The heart epicardial layer, with elastin as the dominant component, has not been well investigated, specifically on how it contributes to ventricular biomechanics. In this study, we revealed and quantitatively assessed the overall status of prestraining and residual stresses exerted by the epicardial layer on the heart left ventricle (LV). During porcine heart wall dissection, we discovered that bi-layered LV surface strips, consisting of an epicardial layer and cardiac muscle, always curled towards the epicardial side due to epicardial residual stresses. We hence developed a curling angle characterization technique to intuitively and qualitatively reveal the location-dependency and direction-dependency of epicardial residual stresses.

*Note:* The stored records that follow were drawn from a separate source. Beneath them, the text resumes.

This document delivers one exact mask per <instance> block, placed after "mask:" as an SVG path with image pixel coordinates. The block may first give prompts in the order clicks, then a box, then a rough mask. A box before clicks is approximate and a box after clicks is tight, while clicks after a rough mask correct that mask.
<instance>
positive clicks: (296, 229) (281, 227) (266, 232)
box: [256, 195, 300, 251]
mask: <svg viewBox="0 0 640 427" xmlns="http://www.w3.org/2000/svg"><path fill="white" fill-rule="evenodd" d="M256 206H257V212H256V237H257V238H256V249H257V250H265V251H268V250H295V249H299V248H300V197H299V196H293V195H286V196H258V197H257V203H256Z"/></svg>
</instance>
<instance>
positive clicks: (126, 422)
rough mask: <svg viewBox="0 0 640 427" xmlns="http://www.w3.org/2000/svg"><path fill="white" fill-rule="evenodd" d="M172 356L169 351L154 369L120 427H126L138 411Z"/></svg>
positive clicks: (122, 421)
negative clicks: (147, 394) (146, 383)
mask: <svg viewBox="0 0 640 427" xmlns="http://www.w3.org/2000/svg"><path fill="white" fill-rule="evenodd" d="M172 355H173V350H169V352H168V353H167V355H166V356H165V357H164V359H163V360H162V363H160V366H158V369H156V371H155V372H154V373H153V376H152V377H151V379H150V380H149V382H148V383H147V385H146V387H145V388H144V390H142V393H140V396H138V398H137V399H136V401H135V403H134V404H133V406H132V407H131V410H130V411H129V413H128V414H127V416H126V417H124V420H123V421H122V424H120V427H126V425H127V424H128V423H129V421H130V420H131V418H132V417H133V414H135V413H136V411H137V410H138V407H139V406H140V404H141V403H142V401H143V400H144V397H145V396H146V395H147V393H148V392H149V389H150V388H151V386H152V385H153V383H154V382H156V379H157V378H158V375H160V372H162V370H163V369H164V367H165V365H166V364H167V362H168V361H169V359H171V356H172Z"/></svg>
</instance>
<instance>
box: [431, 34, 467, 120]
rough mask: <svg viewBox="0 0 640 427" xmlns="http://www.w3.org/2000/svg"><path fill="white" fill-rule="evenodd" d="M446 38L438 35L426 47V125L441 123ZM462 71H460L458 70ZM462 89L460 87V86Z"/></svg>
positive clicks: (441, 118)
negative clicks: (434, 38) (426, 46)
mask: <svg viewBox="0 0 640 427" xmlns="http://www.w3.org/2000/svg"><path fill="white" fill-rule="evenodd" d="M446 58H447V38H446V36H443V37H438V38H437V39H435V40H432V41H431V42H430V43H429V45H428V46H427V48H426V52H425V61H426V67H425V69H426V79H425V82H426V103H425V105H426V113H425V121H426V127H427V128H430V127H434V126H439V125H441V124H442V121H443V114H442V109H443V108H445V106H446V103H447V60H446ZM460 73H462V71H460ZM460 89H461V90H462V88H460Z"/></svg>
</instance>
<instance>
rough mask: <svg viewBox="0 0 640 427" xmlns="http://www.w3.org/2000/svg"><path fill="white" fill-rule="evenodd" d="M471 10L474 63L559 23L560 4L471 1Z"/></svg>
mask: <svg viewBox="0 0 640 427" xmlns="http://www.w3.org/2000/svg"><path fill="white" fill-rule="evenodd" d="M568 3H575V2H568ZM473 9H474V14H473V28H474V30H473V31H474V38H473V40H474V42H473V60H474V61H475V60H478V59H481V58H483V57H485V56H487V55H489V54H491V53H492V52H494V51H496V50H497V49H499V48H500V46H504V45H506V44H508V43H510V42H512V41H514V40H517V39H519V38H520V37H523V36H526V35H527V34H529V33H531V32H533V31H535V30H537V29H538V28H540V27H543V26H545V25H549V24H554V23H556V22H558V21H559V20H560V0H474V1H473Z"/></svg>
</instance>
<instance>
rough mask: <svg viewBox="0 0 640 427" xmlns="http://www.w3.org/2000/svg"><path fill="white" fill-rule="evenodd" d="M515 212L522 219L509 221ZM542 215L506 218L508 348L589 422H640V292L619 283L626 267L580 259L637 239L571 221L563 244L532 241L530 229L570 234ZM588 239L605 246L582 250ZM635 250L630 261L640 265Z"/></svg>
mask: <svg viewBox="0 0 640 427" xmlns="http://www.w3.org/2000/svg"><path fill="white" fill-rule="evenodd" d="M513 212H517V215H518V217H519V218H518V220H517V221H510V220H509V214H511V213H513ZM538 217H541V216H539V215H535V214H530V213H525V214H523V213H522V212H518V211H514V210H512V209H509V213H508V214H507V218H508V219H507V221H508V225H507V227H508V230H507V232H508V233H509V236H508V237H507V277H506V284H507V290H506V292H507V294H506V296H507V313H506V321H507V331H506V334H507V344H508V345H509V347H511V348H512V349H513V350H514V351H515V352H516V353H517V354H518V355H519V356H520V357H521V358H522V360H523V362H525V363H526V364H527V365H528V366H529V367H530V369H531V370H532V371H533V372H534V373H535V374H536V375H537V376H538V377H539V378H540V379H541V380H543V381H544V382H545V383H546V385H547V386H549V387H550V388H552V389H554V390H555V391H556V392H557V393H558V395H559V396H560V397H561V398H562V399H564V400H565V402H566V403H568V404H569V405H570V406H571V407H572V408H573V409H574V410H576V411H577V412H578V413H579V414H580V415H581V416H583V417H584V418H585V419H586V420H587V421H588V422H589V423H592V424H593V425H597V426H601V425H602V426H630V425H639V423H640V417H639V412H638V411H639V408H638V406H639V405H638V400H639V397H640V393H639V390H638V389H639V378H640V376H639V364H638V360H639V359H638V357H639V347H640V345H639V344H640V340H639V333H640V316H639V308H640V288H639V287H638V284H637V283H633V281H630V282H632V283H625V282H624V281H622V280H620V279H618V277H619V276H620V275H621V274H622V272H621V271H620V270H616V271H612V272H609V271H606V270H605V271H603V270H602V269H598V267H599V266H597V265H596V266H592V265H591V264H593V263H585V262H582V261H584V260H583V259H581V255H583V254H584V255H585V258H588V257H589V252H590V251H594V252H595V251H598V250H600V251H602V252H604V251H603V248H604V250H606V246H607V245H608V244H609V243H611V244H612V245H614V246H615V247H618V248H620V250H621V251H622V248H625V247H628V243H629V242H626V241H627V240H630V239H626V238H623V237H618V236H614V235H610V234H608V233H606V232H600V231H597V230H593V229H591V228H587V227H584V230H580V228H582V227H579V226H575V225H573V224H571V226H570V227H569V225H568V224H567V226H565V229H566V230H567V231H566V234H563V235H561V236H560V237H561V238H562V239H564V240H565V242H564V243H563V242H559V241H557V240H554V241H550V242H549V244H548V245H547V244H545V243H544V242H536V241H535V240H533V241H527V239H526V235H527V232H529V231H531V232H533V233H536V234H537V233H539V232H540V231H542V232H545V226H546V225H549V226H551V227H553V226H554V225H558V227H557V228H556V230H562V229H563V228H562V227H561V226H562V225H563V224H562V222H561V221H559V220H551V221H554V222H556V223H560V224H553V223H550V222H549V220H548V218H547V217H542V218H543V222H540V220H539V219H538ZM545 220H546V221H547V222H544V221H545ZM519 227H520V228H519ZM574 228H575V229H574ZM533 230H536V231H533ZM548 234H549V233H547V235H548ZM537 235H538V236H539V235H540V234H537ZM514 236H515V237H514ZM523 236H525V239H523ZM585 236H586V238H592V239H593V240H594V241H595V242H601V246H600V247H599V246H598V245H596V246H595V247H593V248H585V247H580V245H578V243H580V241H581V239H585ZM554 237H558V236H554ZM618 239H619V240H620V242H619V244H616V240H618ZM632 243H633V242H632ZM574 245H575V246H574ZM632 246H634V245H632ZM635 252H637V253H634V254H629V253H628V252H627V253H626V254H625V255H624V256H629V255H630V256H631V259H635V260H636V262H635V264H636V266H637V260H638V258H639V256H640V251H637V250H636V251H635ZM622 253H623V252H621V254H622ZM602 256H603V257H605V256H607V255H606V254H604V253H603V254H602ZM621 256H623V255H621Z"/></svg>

Moreover, by combining prestrain measurement and biaxial mechanical testing, we were able to quantify the epicardial prestrains and residual stresses on the unpressurized intact LV. To investigate the potential mechanical effect of epicardial prestraining, a finite-element (FE) model has been constructed, and we demonstrate that it is the prestraining of the epicardial layer, not the epicardial layer alone, providing an additional resistance mechanism during LV diastolic expansion and ventricular wall protection by reducing myocardial stress. In short, our study on healthy, native porcine hearts has revealed an important phenomenon—the epicardial layer, rich in elastin, acts like a prestrained ‘balloon’ that wraps around the heart and functions as an extra confinement and protection interface. The obtained knowledge fills a gap in ventricular biomechanics and will help design novel biomimicking materials or prosthetic devices to target the maintenance/recreation of this ventricle confinement interface.